[PATCH] sched/fair: Make SCHED_IDLE se be preempted in strict hierarchy

Tianchen Ding posted 1 patch 1 year, 7 months ago
kernel/sched/fair.c | 19 ++++++++-----------
1 file changed, 8 insertions(+), 11 deletions(-)
[PATCH] sched/fair: Make SCHED_IDLE se be preempted in strict hierarchy
Posted by Tianchen Ding 1 year, 7 months ago
Consider the following cgroup:
                       root
                        |
             ------------------------
             |                      |
       normal_cgroup            idle_cgroup
             |                      |
   SCHED_IDLE task_A           SCHED_NORMAL task_B

According to the cgroup hierarchy, A should preempt B. But current
check_preempt_wakeup_fair() treats cgroup se and task separately, so B
will preempt A unexpectedly.
Unify the wakeup logic by {p}se_is_idle only.
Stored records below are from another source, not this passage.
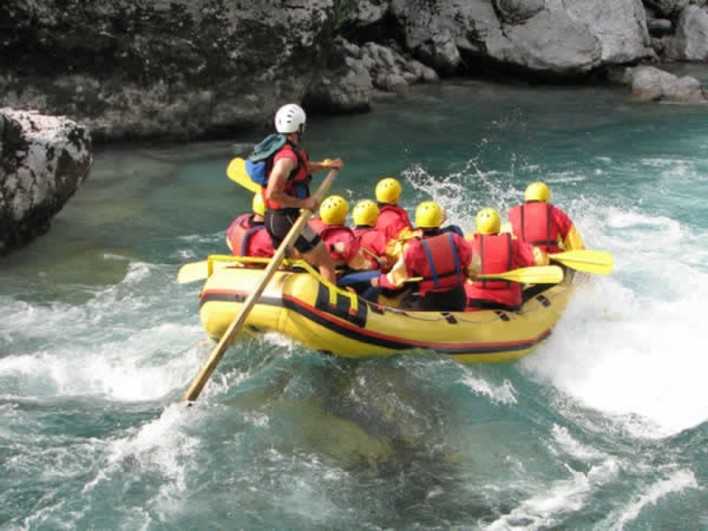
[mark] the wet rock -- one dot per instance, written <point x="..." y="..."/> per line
<point x="667" y="7"/>
<point x="653" y="84"/>
<point x="659" y="27"/>
<point x="43" y="160"/>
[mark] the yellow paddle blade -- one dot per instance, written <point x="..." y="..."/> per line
<point x="528" y="275"/>
<point x="236" y="171"/>
<point x="587" y="261"/>
<point x="197" y="271"/>
<point x="194" y="271"/>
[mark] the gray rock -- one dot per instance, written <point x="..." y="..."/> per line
<point x="43" y="160"/>
<point x="518" y="11"/>
<point x="667" y="7"/>
<point x="691" y="40"/>
<point x="563" y="38"/>
<point x="659" y="27"/>
<point x="347" y="89"/>
<point x="653" y="84"/>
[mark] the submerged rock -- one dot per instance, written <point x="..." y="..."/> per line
<point x="43" y="160"/>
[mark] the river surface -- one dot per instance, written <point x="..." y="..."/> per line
<point x="605" y="426"/>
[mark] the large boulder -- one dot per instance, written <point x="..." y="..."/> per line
<point x="141" y="68"/>
<point x="552" y="37"/>
<point x="43" y="160"/>
<point x="690" y="42"/>
<point x="653" y="84"/>
<point x="667" y="8"/>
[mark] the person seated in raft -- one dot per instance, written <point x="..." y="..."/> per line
<point x="371" y="241"/>
<point x="392" y="218"/>
<point x="495" y="252"/>
<point x="247" y="236"/>
<point x="339" y="240"/>
<point x="441" y="259"/>
<point x="542" y="224"/>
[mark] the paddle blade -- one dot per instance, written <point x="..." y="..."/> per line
<point x="236" y="171"/>
<point x="194" y="271"/>
<point x="587" y="261"/>
<point x="529" y="275"/>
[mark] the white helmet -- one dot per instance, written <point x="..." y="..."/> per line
<point x="290" y="118"/>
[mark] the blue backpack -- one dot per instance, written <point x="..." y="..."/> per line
<point x="259" y="162"/>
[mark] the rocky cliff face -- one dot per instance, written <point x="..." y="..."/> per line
<point x="43" y="160"/>
<point x="190" y="68"/>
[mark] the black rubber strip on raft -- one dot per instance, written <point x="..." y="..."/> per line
<point x="361" y="334"/>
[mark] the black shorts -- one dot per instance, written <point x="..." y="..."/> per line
<point x="279" y="222"/>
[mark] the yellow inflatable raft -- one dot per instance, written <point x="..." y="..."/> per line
<point x="301" y="305"/>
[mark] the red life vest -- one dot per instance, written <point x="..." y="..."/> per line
<point x="373" y="241"/>
<point x="247" y="238"/>
<point x="333" y="234"/>
<point x="392" y="220"/>
<point x="299" y="179"/>
<point x="533" y="223"/>
<point x="496" y="255"/>
<point x="443" y="268"/>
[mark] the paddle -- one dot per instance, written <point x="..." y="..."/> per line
<point x="194" y="271"/>
<point x="235" y="327"/>
<point x="596" y="262"/>
<point x="528" y="275"/>
<point x="236" y="171"/>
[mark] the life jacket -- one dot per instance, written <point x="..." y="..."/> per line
<point x="443" y="268"/>
<point x="298" y="183"/>
<point x="317" y="224"/>
<point x="243" y="233"/>
<point x="533" y="223"/>
<point x="333" y="234"/>
<point x="373" y="241"/>
<point x="496" y="255"/>
<point x="392" y="220"/>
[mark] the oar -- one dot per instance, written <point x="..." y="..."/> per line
<point x="528" y="275"/>
<point x="235" y="327"/>
<point x="596" y="262"/>
<point x="236" y="171"/>
<point x="194" y="271"/>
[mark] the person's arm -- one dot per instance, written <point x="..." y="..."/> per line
<point x="276" y="186"/>
<point x="327" y="164"/>
<point x="526" y="255"/>
<point x="571" y="237"/>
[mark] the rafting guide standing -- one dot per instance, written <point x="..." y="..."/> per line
<point x="287" y="190"/>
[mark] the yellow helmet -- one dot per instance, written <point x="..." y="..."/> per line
<point x="429" y="215"/>
<point x="488" y="221"/>
<point x="537" y="191"/>
<point x="257" y="205"/>
<point x="334" y="210"/>
<point x="365" y="213"/>
<point x="388" y="191"/>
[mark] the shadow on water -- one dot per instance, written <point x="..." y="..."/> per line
<point x="378" y="423"/>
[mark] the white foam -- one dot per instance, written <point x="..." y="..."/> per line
<point x="678" y="481"/>
<point x="570" y="446"/>
<point x="634" y="344"/>
<point x="502" y="394"/>
<point x="560" y="498"/>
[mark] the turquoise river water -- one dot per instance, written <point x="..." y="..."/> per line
<point x="605" y="426"/>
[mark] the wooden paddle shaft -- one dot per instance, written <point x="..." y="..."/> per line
<point x="234" y="328"/>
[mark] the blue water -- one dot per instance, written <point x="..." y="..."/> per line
<point x="603" y="427"/>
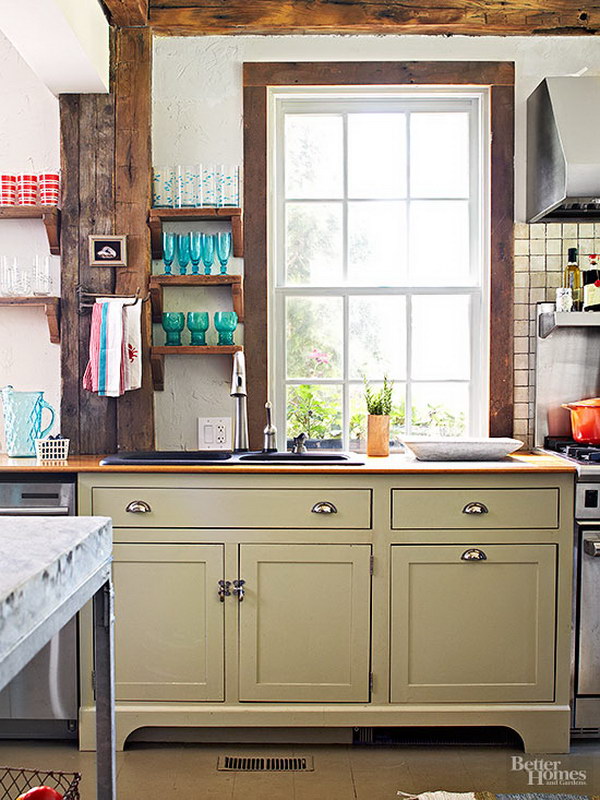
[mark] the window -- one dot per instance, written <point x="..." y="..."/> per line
<point x="379" y="263"/>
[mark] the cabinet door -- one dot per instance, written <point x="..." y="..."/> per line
<point x="169" y="640"/>
<point x="472" y="630"/>
<point x="305" y="623"/>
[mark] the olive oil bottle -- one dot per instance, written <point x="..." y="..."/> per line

Also fix a bug about se_is_idle() definition when
!CONFIG_FAIR_GROUP_SCHED.

Fixes: 304000390f88 ("sched: Cgroup SCHED_IDLE support")
Signed-off-by: Tianchen Ding <dtcccc@linux.alibaba.com>
---
 kernel/sched/fair.c | 19 ++++++++-----------
 1 file changed, 8 insertions(+), 11 deletions(-)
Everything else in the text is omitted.